Namun, kata dia, Provinsi Aceh tidak memiliki Cold Supply Chain dab Storage untuk keperluan perikanan, jadi harus diekspor dan dijual ke Sumatera Utara. Sehingga, tidak terjadi multiflyer effects (efek berganda) bagi masyarakat Aceh.
Ditambah lagi, kata dia, para investor tidak mau berinvesasi di Aceh, belum lagi hengkangnya para investor besar sekelas BRI, BNI dan Mandiri yang telah mampu menyentuh ekonomi masyarakat sampai ke seluruh pelosok perdesaan di Aceh.
“Misalnya Kawasan Industri Ladong (KIA) Ladong, sudah 15 tahun sampai hari ini belum beroperasi. Jadi uang yang berputar di Aceh adalah uang proyek-proyek APBN, APBA, APBK dan APBDes,” terang Dr. Amri yang juga mantan Sekretaris Magister Manajemen Sarjana USK itu.
Sehingga, kata dia, konsekuensi dari semua ini menyebabkan tingkat kemiskinan tinggi, pengangguran tinggi, pemerataan ekonomi tidak terjadi dan pertumbuhan ekonomi rendah.
“Atau dengan kata Lain kesejahteraan masyarakat tidak terwujud di Bumi Serambi Mekkah,” ungkap Dr. Amri yang juga pemegang sertifikat Planning dan budgting baik pada level nasional maupun internasional, dari Graduate Research Institute for Policy Studies (GRIPS) Tokyo Jepang itu.
Oleh karena itu, Dr Amri menyarankan, Pemerintah Aceh perlu mengedepankan mindset ekonomi dengan menjadikan Aceh sebagai pusat perekonomian.

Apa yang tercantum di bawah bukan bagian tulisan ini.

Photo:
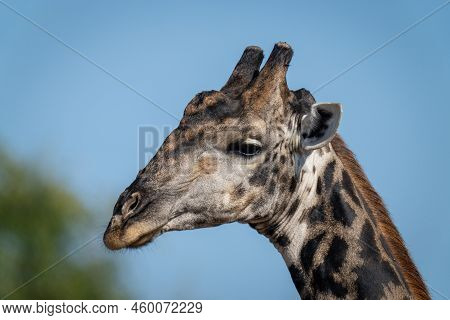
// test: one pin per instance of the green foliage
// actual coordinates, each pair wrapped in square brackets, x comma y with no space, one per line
[38,221]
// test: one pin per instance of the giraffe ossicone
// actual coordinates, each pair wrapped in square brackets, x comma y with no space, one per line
[259,153]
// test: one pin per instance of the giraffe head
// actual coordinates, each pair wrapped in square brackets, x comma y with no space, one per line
[235,156]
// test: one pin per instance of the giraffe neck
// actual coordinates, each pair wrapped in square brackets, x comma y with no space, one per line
[330,241]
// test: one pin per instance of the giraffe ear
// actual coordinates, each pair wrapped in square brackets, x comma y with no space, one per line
[319,126]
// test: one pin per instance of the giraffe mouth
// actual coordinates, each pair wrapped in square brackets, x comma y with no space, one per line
[146,238]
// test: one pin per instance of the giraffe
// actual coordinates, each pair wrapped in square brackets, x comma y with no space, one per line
[256,152]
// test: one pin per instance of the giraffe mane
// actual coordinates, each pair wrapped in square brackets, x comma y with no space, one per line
[410,273]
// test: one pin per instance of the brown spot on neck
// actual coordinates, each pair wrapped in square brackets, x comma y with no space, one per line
[386,227]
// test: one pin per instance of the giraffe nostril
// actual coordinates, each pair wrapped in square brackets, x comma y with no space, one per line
[131,204]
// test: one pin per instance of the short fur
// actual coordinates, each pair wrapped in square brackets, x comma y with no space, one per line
[411,275]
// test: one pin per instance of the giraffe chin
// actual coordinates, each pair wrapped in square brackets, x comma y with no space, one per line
[116,239]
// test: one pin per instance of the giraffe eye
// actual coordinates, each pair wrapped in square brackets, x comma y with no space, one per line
[245,148]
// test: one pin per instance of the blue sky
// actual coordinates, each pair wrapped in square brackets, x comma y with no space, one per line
[81,126]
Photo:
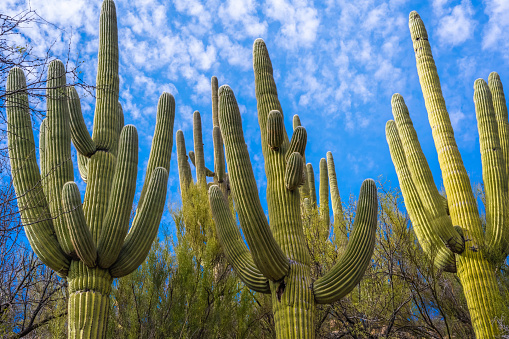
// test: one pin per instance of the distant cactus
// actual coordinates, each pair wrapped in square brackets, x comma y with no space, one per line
[278,260]
[197,156]
[464,248]
[88,244]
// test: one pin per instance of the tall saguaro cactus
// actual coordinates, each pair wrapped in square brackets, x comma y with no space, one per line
[464,248]
[197,156]
[278,261]
[89,244]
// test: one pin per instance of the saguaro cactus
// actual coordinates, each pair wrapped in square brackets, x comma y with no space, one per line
[88,244]
[197,156]
[278,261]
[464,248]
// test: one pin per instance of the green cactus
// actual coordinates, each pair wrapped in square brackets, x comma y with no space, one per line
[197,156]
[278,261]
[89,244]
[475,260]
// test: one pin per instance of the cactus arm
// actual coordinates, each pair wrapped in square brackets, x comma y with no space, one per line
[275,130]
[283,205]
[456,180]
[347,273]
[304,188]
[422,177]
[432,245]
[500,106]
[294,173]
[267,255]
[83,167]
[235,249]
[42,146]
[116,222]
[296,122]
[340,231]
[105,131]
[219,161]
[78,229]
[162,142]
[311,183]
[145,225]
[58,150]
[33,207]
[101,169]
[219,165]
[199,161]
[185,175]
[494,172]
[324,198]
[79,133]
[120,113]
[298,142]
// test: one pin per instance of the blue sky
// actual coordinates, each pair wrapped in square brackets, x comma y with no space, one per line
[337,64]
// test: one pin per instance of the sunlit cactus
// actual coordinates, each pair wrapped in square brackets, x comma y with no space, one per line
[456,243]
[278,261]
[89,244]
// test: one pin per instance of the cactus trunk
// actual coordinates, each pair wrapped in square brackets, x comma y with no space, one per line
[89,301]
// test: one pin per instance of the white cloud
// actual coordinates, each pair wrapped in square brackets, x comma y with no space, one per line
[458,26]
[496,30]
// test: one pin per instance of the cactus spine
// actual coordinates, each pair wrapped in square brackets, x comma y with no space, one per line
[475,264]
[278,261]
[89,244]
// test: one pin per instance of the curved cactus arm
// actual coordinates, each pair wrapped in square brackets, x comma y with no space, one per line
[324,198]
[105,131]
[79,133]
[494,174]
[234,247]
[185,175]
[145,225]
[340,231]
[311,183]
[199,161]
[432,245]
[456,180]
[298,142]
[283,205]
[162,142]
[422,177]
[83,167]
[219,162]
[500,107]
[32,204]
[116,222]
[294,173]
[304,189]
[267,255]
[275,130]
[58,149]
[347,273]
[101,169]
[296,122]
[78,229]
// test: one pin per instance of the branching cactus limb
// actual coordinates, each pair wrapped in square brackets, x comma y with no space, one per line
[476,264]
[279,253]
[197,156]
[89,243]
[340,231]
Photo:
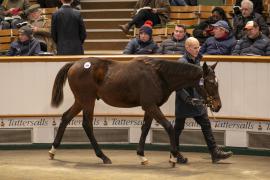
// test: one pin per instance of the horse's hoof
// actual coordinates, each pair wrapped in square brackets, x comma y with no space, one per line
[145,162]
[51,155]
[172,164]
[107,161]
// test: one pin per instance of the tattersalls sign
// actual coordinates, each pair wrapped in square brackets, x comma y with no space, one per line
[103,121]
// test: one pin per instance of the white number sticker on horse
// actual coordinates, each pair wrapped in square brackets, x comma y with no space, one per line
[87,65]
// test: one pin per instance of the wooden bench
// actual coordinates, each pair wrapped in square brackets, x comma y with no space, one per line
[6,37]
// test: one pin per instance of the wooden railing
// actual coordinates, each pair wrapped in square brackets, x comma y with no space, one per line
[211,58]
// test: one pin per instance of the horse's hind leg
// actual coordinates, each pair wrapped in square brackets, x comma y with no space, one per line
[66,118]
[145,129]
[155,112]
[88,128]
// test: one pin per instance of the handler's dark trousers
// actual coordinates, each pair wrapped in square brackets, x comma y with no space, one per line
[142,16]
[204,122]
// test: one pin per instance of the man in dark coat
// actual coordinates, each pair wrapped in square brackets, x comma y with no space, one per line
[186,106]
[254,43]
[247,14]
[156,11]
[175,44]
[144,44]
[258,5]
[68,30]
[223,41]
[26,45]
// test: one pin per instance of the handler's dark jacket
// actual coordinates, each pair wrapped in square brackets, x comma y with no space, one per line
[259,46]
[27,48]
[240,22]
[216,46]
[136,46]
[162,6]
[68,31]
[182,109]
[172,46]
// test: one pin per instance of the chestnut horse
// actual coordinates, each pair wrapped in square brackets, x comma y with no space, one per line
[143,81]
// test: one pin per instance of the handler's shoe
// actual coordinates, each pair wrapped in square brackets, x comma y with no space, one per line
[218,154]
[181,159]
[124,28]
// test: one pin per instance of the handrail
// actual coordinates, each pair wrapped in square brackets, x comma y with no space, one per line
[213,58]
[238,118]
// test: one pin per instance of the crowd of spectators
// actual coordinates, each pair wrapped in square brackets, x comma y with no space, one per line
[40,34]
[248,35]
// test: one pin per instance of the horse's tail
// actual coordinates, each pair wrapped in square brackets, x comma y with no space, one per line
[59,82]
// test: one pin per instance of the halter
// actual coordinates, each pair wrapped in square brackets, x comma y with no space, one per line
[209,98]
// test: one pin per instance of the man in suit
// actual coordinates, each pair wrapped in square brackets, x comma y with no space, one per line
[68,30]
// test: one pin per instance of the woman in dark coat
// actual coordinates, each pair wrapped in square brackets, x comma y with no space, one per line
[187,106]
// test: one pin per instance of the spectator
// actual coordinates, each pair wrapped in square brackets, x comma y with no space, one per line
[192,2]
[176,44]
[254,43]
[223,41]
[144,44]
[68,30]
[258,5]
[13,12]
[154,10]
[185,109]
[204,30]
[178,3]
[41,27]
[26,45]
[246,15]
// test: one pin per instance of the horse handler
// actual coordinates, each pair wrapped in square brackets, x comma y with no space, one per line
[187,105]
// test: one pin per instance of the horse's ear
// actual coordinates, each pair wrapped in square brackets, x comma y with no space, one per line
[214,65]
[205,68]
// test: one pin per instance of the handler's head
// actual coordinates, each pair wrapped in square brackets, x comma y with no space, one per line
[192,46]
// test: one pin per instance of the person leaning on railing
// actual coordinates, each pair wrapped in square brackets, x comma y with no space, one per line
[13,12]
[26,45]
[248,14]
[204,30]
[143,44]
[156,11]
[176,43]
[41,27]
[254,43]
[222,42]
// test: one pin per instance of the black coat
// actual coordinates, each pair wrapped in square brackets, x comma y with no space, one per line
[259,46]
[68,31]
[136,46]
[182,109]
[27,48]
[240,22]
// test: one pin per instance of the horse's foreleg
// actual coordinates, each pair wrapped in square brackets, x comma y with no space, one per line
[155,112]
[66,118]
[145,129]
[88,128]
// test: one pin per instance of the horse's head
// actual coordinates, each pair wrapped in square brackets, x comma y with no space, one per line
[209,87]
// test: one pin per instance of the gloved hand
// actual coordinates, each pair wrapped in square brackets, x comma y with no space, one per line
[193,101]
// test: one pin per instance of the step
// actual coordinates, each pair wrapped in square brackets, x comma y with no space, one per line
[104,52]
[112,44]
[108,4]
[105,34]
[105,23]
[106,13]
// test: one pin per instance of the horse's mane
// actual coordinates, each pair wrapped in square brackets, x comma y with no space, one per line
[171,67]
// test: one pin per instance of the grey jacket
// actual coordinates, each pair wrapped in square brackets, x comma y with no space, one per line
[172,46]
[259,46]
[135,46]
[182,109]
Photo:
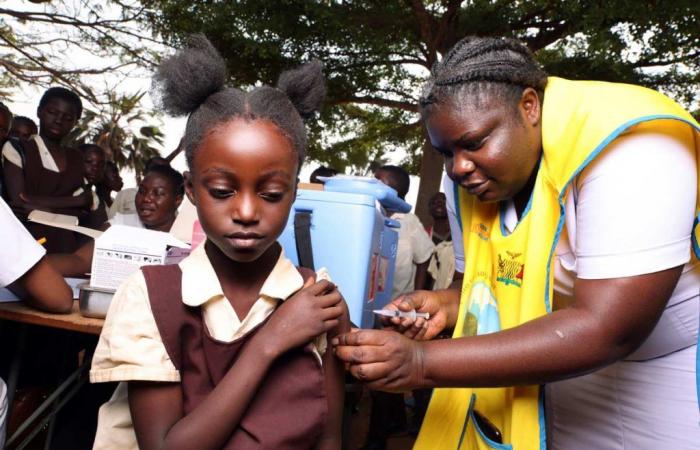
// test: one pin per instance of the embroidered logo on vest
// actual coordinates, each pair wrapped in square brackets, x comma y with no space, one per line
[510,270]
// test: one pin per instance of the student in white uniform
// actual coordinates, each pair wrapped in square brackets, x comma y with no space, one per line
[616,346]
[25,271]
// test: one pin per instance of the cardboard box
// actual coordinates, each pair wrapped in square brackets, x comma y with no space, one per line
[121,250]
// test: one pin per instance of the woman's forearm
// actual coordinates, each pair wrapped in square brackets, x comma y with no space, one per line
[561,345]
[212,421]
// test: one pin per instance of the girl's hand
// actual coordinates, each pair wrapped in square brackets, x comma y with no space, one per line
[384,360]
[424,302]
[312,311]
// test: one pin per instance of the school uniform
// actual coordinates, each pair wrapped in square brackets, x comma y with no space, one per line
[143,339]
[19,253]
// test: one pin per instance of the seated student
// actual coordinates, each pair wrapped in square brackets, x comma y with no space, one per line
[25,271]
[48,176]
[124,201]
[158,197]
[111,182]
[23,128]
[442,263]
[240,362]
[94,159]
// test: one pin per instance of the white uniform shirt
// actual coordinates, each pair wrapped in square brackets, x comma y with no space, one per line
[415,247]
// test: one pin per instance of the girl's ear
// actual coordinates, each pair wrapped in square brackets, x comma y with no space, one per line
[305,86]
[530,106]
[189,189]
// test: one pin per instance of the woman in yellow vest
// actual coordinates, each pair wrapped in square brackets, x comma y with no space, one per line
[576,324]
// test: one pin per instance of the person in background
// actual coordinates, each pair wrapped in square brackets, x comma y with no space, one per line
[388,415]
[322,171]
[124,201]
[111,182]
[23,128]
[25,271]
[442,264]
[48,176]
[94,158]
[576,326]
[159,195]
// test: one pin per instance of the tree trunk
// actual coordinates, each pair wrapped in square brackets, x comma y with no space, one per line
[430,174]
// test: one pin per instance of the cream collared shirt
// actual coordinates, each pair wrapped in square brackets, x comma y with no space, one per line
[130,346]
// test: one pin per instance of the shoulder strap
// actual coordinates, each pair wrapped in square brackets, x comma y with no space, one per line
[306,273]
[164,284]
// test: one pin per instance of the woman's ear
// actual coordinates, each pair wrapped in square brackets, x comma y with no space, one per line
[189,188]
[529,106]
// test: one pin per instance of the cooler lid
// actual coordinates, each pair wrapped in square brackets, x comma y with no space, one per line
[385,195]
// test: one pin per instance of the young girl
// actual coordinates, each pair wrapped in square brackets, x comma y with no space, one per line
[227,350]
[47,175]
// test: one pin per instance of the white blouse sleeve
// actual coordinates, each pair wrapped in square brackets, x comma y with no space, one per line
[130,346]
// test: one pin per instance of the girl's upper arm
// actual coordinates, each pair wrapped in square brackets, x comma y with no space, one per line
[334,372]
[155,408]
[13,177]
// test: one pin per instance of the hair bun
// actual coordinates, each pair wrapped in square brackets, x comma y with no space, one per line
[305,86]
[184,80]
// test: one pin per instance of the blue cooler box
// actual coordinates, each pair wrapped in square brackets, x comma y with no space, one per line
[352,238]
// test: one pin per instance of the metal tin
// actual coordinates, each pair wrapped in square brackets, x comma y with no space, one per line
[94,302]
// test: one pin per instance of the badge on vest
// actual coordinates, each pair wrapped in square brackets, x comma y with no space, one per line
[481,230]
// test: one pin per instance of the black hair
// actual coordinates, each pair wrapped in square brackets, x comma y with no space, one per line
[322,171]
[63,94]
[175,177]
[111,165]
[399,178]
[192,82]
[26,120]
[155,161]
[436,195]
[85,149]
[477,68]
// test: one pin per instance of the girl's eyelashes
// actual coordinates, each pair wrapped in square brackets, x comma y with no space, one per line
[472,145]
[221,193]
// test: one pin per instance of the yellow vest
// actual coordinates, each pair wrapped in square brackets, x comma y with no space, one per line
[508,278]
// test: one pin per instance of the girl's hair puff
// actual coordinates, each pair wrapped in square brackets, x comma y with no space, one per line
[192,82]
[477,68]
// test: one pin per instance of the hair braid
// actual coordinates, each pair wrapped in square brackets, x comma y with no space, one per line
[478,67]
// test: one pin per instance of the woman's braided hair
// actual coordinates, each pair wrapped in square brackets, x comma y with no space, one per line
[192,82]
[477,68]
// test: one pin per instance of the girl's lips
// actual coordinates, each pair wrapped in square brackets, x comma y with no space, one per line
[477,188]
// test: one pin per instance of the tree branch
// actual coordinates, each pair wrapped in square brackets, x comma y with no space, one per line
[368,100]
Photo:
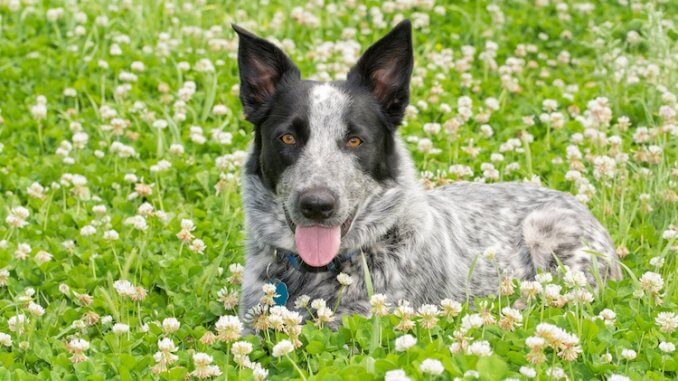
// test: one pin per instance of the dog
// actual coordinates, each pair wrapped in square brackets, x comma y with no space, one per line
[329,186]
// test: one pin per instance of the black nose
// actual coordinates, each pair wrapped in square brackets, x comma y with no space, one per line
[317,204]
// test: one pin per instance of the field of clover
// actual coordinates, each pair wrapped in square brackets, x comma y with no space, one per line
[121,228]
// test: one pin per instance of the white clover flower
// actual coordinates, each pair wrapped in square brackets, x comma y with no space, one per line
[302,301]
[17,323]
[651,282]
[405,342]
[241,348]
[229,328]
[283,348]
[35,309]
[432,366]
[479,348]
[197,246]
[166,345]
[77,348]
[170,325]
[667,321]
[120,328]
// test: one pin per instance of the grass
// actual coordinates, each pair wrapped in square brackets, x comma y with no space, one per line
[120,120]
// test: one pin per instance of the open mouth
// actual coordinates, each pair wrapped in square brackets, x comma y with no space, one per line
[318,245]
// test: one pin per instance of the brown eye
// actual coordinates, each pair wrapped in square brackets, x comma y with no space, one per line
[288,139]
[353,142]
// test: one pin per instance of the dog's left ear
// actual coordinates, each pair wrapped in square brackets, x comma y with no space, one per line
[263,69]
[385,69]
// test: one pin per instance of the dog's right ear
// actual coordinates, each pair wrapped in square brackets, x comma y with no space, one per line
[263,68]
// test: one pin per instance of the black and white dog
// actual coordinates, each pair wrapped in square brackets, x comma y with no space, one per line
[329,180]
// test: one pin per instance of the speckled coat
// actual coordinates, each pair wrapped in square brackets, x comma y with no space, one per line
[420,245]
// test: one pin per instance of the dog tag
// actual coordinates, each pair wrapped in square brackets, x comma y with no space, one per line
[281,293]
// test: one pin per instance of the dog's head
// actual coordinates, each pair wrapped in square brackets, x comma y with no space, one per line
[323,149]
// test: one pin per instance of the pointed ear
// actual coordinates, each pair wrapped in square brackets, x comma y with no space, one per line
[385,70]
[263,68]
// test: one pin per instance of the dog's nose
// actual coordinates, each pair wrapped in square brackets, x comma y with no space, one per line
[317,204]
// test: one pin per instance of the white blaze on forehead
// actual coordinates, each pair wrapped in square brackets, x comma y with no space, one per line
[327,107]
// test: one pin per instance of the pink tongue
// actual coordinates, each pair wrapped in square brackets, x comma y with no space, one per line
[317,245]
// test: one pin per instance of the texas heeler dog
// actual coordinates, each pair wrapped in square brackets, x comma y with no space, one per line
[328,181]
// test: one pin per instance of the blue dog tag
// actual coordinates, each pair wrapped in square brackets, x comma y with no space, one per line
[281,292]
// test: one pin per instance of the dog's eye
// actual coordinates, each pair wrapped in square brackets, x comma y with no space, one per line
[288,139]
[353,142]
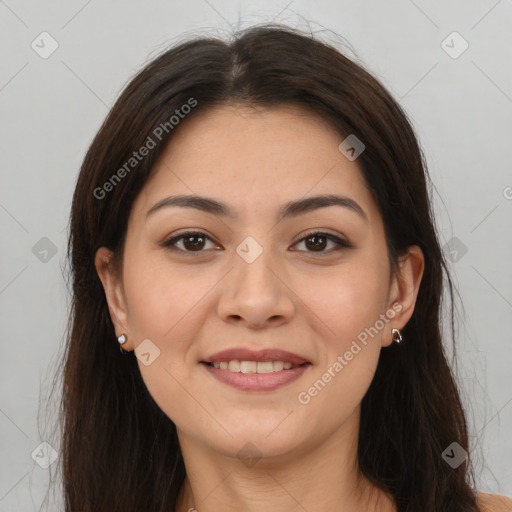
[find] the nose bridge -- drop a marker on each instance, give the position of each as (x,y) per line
(253,261)
(255,291)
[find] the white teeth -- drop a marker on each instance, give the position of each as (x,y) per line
(278,366)
(254,366)
(234,366)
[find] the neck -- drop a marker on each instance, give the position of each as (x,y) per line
(319,477)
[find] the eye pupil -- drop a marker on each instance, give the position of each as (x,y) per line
(316,245)
(193,245)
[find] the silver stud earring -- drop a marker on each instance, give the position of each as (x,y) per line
(397,337)
(122,340)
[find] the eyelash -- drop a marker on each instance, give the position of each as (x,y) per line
(342,244)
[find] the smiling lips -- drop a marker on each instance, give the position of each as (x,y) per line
(250,370)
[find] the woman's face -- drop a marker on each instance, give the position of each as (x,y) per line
(257,280)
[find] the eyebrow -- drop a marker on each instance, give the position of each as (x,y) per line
(290,209)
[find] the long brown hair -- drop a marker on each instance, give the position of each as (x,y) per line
(119,451)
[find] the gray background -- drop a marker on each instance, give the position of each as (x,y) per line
(461,107)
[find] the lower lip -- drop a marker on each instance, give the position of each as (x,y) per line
(257,381)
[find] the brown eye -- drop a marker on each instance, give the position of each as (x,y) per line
(317,241)
(193,241)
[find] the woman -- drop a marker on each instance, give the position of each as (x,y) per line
(257,285)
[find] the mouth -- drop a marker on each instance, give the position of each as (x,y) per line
(259,367)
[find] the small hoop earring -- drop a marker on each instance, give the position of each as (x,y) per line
(122,340)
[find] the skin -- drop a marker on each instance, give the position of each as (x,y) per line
(310,302)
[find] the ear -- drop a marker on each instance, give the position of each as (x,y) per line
(404,290)
(114,293)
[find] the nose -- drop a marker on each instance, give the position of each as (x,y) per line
(257,294)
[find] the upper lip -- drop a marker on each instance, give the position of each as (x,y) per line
(246,354)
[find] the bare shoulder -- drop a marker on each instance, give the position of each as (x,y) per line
(494,502)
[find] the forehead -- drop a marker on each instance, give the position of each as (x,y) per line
(256,159)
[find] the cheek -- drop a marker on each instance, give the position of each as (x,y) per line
(346,300)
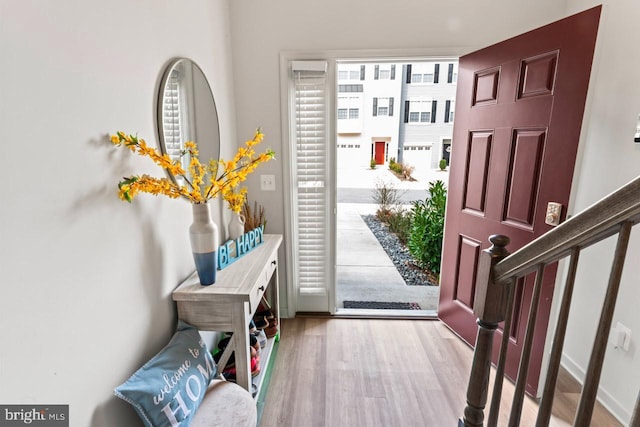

Selanjutnya, Sumber Daya Alam (SDA) yang berhasil dikelola tidak hanya dijual dilokal maupun nasional, namun juga bisa diekspor ke luar negeri untuk menambah nilai jual. Kemudian, menghidupkan pelabuhan ekspor yang ada di pesisir Aceh, dan menciptakan Aceh Creative Hub bagi generasi muda.
“Jadi harus ada road map dan exit strategi pasca dana otonomi khusus 2027, jika tidak diperpanjang lagi di Aceh. Karena nantinya Aceh di tahun 2023-2027 hanya akan menerima otsus di angka 1 persen setara dengan Dana Alokasi Nasional (DAUN),” terang Dr. Amri.
Sebab itu, Dr. Amri monegaskan, harus ada strategi pembangunan yang dapat membangkitkan taraf ekonomi masyarakat Aceh.
“Ayoo bangun Nusantara dari Pintu Barat Indonesia. Aceh Sejahtera, Indonesia Maju/Developed Country,” pungkas Pengamat Ekonomi dan mantan Sekretaris Magister Management/MM, Program PascaSarjana Universitas Syiah Kuala (USK) itu.